Ich bewundere meine Frau für die Hartnäckigkeit, mit der sie seit Jahren ihre Fremdsprachenkenntnisse verbessert. Und ich bin selbst ein wenig stolz darauf, Latein und Altgriechisch lesen zu können. Mehrere Sprachen zu „können“, ist einfach ein Zeichen von Bildung und Kultiviertheit. So empfinden es zumindest diejenigen, die auch die Vielfalt der nationalen Küchen dem Einheitsburger der Fastfoodketten vorziehen und die lieber in einem Europa der Vaterländer als im Brüsseler Mainstream-Gehäuse wohnen wollen.
Doch die Bibel spricht eine andere Sprache. Sie lehrt uns, dass die Vielfalt der Sprachen kein kultureller Segen, sondern ein Fluch ist – nämlich die Strafe Gottes für die Hybris des Babel-Turms. Und diese Strafe haben wir so sehr verinnerlicht, dass kaum jemand versteht, was man sich unter der göttlichen Wiedergutmachung, nämlich dem Pfingstwunder, vorzustellen hat.
„Gendern“ ist der bisher radikalste Eingriff
Doch die Säkularisierung des Pfingstwunders, die Erfindung einer Weltsprache, die alle verstehen und sprechen können, also die Ermöglichung einer wahren Weltkommunikation, ist immer wieder einmal von genialen Sonderlingen versucht worden. Ich erinnere hier nur an die wichtigsten sogenannten Plansprachen: Johann Martin Schleyers Volapük von 1880, Ludwik Zamenhofs Esperanto von 1887 und Giuseppe Peanos Interlingua von 1903. Das blieben Plansprachen von Sonderlingen für Sonderlinge. Aber auf einer ganz anderen Ebene haben sich dann eben doch Weltsprachen durchgesetzt. Da Modernisierung im Kern Verwissenschaftlichung und Technisierung bedeutet, hat sich die Mathematik immer deutlicher als das allmächtige Zeichensystem erwiesen, zu dem es keine kulturelle Alternative gibt. Aber auch die Alltagskommunikation hat sich im Zuge der Verwestlichung der Welt immer mehr universalisiert – als schlecht gesprochenes Englisch. Die aktuellste Form einer alternativelosen Weltsprache ist aber das Programmieren, das gute Schulen schon heute auch den Kindern beibringen.

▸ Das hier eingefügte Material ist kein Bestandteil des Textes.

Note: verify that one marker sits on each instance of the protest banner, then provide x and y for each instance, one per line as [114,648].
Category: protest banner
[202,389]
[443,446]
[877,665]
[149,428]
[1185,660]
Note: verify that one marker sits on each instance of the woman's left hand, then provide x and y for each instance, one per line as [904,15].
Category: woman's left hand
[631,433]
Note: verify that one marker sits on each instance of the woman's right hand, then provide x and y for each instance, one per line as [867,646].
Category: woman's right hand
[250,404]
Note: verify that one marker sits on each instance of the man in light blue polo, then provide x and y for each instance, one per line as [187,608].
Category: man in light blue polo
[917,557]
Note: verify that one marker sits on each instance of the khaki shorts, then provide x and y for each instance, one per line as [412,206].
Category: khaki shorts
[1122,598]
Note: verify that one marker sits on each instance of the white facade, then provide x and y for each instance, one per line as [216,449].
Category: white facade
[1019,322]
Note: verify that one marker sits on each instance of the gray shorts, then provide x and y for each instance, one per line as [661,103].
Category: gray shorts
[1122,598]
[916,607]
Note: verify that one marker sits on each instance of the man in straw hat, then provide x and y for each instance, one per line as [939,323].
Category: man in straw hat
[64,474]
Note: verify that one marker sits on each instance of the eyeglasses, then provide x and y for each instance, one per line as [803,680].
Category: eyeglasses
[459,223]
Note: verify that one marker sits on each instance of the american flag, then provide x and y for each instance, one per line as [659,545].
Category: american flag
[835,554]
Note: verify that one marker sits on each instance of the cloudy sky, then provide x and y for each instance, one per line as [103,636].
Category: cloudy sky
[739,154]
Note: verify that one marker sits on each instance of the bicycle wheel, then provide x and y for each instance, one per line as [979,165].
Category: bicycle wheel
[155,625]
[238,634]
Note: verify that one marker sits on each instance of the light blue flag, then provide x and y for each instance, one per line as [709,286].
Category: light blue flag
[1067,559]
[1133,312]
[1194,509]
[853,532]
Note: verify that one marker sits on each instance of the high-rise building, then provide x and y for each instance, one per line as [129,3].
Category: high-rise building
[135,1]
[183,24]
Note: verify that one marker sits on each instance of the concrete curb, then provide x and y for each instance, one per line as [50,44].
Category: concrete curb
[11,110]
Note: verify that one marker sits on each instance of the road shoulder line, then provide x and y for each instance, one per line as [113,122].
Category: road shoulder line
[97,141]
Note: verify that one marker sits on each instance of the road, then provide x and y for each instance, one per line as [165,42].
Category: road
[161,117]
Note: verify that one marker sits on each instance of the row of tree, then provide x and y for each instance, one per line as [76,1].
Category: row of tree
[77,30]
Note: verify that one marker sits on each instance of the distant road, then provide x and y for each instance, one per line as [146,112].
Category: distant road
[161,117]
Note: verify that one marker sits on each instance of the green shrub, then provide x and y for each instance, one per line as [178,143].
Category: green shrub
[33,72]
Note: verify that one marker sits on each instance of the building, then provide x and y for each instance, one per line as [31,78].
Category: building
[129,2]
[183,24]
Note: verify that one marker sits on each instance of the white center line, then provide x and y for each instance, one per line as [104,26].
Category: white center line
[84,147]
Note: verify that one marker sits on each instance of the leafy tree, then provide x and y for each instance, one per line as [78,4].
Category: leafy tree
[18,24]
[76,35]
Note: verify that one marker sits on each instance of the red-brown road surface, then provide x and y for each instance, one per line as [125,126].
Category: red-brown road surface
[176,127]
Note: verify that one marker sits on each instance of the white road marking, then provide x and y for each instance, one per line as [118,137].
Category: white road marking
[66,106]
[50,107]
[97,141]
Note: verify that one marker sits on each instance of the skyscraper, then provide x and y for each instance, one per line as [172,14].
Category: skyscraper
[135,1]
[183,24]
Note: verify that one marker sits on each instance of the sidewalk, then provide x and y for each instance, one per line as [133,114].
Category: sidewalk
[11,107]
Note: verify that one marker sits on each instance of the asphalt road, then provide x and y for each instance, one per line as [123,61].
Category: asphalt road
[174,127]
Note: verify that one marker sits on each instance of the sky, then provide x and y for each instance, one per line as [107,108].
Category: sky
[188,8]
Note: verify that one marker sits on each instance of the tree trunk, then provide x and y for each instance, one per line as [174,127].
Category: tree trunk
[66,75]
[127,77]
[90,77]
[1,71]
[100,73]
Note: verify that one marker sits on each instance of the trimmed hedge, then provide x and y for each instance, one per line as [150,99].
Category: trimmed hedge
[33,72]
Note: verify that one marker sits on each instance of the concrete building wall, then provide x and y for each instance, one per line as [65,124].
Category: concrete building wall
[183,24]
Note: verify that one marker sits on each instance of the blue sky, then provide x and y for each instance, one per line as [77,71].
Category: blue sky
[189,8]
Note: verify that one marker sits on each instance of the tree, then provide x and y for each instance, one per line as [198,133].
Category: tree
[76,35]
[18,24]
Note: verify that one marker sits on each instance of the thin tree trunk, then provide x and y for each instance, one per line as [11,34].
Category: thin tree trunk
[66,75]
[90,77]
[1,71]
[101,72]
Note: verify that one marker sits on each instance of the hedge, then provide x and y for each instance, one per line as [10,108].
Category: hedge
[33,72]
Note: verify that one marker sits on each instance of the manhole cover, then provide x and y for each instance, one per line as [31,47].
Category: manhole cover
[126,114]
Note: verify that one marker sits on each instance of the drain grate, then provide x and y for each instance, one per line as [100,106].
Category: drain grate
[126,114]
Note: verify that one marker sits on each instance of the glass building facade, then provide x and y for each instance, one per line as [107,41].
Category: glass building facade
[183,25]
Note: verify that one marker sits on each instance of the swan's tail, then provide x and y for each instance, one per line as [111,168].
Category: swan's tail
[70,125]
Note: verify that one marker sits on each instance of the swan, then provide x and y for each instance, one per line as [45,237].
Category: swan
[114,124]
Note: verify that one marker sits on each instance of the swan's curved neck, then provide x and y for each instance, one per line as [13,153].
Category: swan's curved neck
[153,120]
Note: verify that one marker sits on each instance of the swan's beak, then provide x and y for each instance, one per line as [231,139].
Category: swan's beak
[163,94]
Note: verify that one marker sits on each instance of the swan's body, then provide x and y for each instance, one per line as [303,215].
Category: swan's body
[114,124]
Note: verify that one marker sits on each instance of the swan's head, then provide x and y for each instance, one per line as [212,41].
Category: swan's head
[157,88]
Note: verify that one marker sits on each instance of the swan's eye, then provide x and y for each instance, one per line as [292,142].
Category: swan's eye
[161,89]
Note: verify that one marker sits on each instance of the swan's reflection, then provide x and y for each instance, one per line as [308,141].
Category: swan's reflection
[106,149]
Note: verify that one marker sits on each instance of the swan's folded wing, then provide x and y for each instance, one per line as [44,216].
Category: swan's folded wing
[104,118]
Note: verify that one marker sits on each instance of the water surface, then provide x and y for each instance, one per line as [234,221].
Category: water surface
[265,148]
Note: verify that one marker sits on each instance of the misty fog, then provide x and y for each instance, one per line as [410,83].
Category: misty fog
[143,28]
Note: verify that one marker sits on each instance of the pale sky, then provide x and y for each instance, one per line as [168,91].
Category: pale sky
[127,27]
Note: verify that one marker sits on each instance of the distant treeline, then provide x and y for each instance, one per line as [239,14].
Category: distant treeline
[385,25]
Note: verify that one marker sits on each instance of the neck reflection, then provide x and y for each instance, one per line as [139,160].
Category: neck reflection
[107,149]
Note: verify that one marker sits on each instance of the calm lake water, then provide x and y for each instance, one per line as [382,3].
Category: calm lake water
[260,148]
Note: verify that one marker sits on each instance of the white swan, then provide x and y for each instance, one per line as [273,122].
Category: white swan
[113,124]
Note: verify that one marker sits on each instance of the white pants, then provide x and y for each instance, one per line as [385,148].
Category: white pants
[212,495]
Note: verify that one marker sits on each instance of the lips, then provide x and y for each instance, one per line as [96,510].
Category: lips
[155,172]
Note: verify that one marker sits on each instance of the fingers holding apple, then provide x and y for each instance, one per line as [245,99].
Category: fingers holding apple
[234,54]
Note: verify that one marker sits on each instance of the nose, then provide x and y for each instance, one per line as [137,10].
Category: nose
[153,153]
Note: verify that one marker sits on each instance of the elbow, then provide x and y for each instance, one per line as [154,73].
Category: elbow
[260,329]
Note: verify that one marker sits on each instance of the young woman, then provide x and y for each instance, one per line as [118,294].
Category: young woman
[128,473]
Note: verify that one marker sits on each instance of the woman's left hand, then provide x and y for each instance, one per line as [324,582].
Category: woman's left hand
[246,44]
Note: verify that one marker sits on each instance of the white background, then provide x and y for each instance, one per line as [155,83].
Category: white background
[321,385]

Die Axiomatik der Mathematik, der laxe Gebrauch des Englischen und der Konstruktivismus des Programmierens haben – zumindest in der westlichen Welt – ein völlig verändertes Verhältnis des Menschen zur Sprache zur Folge. Sie erscheint in hohem Maße artifiziell. Und so erklärt es sich wohl, dass es auch von politischer Seite zu immer rabiateren Eingriffen in unsere Sprache kommt. Früher ist man ja davon ausgegangen, dass sie der gesellschaftlichen Evolution unterliegt, das heißt dass es eine Art „Drift“ der Sprache gibt, die dann von den Linguisten im „Duden“ immer wieder registriert und normativiert wird. Hin und wieder kommen Rechtschreibreformen hinzu, die etwa verfügen, dass (!) man nicht mehr „daß“ sondern „dass“ zu schreiben hat. Radikalere Reformvorschläge wie etwa die allgemeine Kleinschreibung sind aber meist verpufft. Umso erstaunlicher ist es, mit welcher Konsequenz die politisch-mediale Elite am „Gendern“ festhält – dem bisher radikalsten Eingriff in unsere Sprache. Dafür gibt es eigentlich nur einen Vergleich: die Nötigung eines besiegten Volkes, die Sprache der Besatzungsmacht zu sprechen.
Der Autor ist Philosoph und Medienexperte.